After You Left(71)



‘Oh. Oh my . . .’ I try to visualise this. I can imagine Eddy attempting to undo the damage he had done, and can see how that might not have worked.

‘It’s hard to live in a small town and be under the scrutiny of people who have nothing to do but interest themselves in your drama. His wife felt she’d been made a huge fool of. Everyone was talking. There was all kinds of tittle-tattle flying about . . . Maybe some women would have thought that Eddy should have been the one hanging his head, but I suppose everybody has their threshold for how much humiliation they can stand.’ She looks at me. ‘She must have just wanted to get as far away from there as possible. Which I can understand. She took their child away. She obviously wanted to inflict the ultimate punishment.’

‘That’s insane! How could she get away with doing that? He had rights!’

‘Alice, this was thirty years ago. Things were different then. And you have to remember you’re dealing with a Northern, small-town mentality. Back then, the women held a lot of power in these matters. If Eddy’s wife wanted to play hardball, there was precious little he could do. He didn’t have money to hire solicitors and fight his case . . .’

Something isn’t right here. ‘How do you know all this? About how it all played out?’

‘Eddy’s friend, Stanley. He was a very good friend to Eddy, and, in a way, to me.’

‘Ah! Stanley! Of the letters!’

Evelyn nods. ‘I could hardly write to him at home. So I wrote to Stanley’s address, and he passed them on to Eddy.’ Her face darkens again. A hedge presses up against her bare arms, and I see small scratch marks on her pale skin. ‘He was so impulsive! Stanley said he wanted to prove to me that he could really go through with it, because I’d had my doubts. But I thought we’d settled all that! I didn’t ask him to prove anything to me!’

I feel bad she’s so upset in the middle of the street. It’s truly incredible that this was thirty years ago and she’s as overwrought as if it had just happened yesterday.

‘But Evelyn, he was a forty-FIVE-year-old man. It was his job not to screw things up for himself, not yours.’

‘I know. But I knew he was impulsive. I should have been more careful with my promises. You can’t mess with someone’s heart, make pledges and then just walk away and claim no responsibility for the fallout. If I had never let it get that far, none of it would have happened. My friend Serena was right. I should have walked away after the affair and let it stay a nice memory.’ She looks at me, candidly. ‘Those are the best memories, you know. Memories of things that end when they should. Always remember that.’

I think about this. Not sure how this will impact my memories of Justin down the road, but Evelyn’s distress stops me from dwelling on it for too long.

‘So that’s why no one ever visits him? Because, really, he has no family now? He only has you?’

Evelyn nods. ‘He only has me.’ Tears roll down her face. She determinedly pushes them away. Someone walks past with an off-lead Lab; the dog trots over to her, and she places a hand on its head. The owner smiles. When they pass, Evelyn says, ‘Oh, I felt such pressure! It was awful. I phoned him shortly after I sent the letter telling him I couldn’t go through with it. I just wanted to hear his voice. I wanted to hear that he wasn’t as devastated as I knew he was going to be, if that makes sense. But he was very short with me. He said never to phone him at that number again. He didn’t say that his wife had already made him leave – that he only happened to be there because he’d gone back to get some of his things. Stanley told me all this, but I had to press him.’
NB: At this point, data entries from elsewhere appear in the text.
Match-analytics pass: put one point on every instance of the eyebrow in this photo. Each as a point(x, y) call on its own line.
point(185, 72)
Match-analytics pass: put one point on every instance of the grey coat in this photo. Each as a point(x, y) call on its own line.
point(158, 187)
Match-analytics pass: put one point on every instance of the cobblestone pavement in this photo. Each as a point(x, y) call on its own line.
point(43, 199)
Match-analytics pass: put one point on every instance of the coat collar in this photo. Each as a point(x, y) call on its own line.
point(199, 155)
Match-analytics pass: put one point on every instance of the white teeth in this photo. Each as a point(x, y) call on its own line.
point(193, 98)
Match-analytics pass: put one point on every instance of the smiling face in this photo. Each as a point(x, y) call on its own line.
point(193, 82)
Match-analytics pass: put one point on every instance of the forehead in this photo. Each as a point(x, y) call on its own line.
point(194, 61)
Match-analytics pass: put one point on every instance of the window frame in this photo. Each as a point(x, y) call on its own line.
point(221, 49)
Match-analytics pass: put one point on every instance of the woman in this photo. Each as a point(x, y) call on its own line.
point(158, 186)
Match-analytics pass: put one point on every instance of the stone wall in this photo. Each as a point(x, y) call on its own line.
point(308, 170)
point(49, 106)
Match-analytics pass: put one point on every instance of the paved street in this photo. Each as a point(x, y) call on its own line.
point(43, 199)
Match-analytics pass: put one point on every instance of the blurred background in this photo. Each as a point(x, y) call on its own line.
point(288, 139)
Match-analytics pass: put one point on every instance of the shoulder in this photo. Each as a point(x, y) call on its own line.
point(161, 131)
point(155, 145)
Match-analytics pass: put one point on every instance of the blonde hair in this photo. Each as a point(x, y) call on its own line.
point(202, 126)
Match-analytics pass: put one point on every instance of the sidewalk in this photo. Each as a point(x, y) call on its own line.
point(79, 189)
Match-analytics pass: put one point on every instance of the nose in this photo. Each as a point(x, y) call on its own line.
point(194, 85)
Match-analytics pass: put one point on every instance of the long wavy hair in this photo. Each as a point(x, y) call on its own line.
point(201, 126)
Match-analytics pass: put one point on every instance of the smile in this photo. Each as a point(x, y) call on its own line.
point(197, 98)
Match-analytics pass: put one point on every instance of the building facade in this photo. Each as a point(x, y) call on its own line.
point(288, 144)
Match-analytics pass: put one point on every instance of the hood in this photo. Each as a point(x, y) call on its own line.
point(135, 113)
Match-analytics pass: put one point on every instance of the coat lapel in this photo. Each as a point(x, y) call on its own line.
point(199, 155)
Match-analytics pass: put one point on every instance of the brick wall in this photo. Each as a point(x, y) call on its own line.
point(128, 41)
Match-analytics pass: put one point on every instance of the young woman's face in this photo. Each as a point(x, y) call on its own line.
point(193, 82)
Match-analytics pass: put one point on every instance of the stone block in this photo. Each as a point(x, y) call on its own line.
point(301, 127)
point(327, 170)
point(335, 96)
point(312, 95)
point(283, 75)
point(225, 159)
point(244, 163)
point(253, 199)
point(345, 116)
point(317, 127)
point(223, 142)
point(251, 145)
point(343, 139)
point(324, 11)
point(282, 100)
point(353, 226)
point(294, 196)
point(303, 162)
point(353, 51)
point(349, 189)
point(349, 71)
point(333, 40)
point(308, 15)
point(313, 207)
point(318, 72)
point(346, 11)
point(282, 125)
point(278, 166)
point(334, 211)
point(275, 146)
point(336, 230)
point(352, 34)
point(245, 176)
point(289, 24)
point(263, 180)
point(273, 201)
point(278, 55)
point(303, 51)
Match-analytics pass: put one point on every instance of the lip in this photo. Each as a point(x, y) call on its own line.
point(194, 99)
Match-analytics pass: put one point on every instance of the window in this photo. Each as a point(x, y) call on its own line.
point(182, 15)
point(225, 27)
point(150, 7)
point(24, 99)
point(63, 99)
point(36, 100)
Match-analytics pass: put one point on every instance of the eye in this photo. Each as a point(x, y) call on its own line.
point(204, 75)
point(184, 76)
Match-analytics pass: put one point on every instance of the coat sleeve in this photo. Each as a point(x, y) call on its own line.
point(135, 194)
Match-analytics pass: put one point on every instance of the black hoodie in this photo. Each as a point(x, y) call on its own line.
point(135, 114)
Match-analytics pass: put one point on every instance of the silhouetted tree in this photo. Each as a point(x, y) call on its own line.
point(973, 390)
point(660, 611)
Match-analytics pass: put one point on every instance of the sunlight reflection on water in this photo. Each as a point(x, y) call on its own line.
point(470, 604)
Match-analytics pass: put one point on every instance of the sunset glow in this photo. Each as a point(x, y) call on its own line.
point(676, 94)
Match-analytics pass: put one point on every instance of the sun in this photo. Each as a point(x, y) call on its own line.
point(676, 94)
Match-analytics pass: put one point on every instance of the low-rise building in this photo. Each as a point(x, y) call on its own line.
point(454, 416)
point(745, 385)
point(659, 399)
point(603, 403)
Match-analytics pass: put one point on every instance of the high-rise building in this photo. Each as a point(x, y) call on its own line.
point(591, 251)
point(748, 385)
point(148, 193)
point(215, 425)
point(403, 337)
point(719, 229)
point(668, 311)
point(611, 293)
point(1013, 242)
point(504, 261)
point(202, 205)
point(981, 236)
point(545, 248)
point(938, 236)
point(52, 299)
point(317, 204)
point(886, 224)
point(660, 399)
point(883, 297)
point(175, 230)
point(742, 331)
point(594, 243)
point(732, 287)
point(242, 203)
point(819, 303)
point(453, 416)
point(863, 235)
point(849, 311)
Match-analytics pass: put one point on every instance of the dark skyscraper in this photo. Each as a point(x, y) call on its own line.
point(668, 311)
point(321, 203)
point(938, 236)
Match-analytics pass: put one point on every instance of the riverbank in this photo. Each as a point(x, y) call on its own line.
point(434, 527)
She gives a tiny whimper, like a small animal. It cuts my heart. ‘I felt this weight of what I’d promised. I remember, after the bomb, thinking, But I have to leave him! I have to honour my end of the deal, but I love Mark, too. Mark loves me and needs me! I can’t go!’

Her head has a slight tremor. I sit on the wall beside her and squeeze the top of her hand. ‘Evelyn, I understand you need to get this off your chest, but you have to let it go. It’s in the past. We have to make peace with our past, don’t we?’

I say it, but will I be thinking about Justin thirty years from now? Distraught with the memory of what he did? No, I vow. No matter what, I will not be like Evelyn.

Evelyn upturns her tiny hand so that her palm meets mine. The last woman I held hands with was my mother in the final hours of her life. I’d felt so desperate for us to somehow make our disagreements water under the bridge, in that short span of time, to make up for a lifetime of distance. I feel the firm press of her fingers.

‘I suppose I should have felt flattered that he was ready to leave his family for me. But, in a way, it made me think less of him. Deep down, I didn’t want him to be the kind of man who would put me ahead of his responsibilities. It struck me as a character flaw.’

She looks at me when I must appear momentarily lost for words at that. ‘Shall we walk again?’ She gets up. ‘I’d like to go home.’ We walk the rest of the way in companionable quiet.

‘I am a bit confused, though . . .’ I say when we are back in her sitting room. ‘When did you come back?’ There is a small photograph of a man on a walnut-coloured occasional table by the bay window. I noticed it earlier. I couldn’t quite make out who it was. My eyes fasten on it again. I wonder if it’s a young Eddy.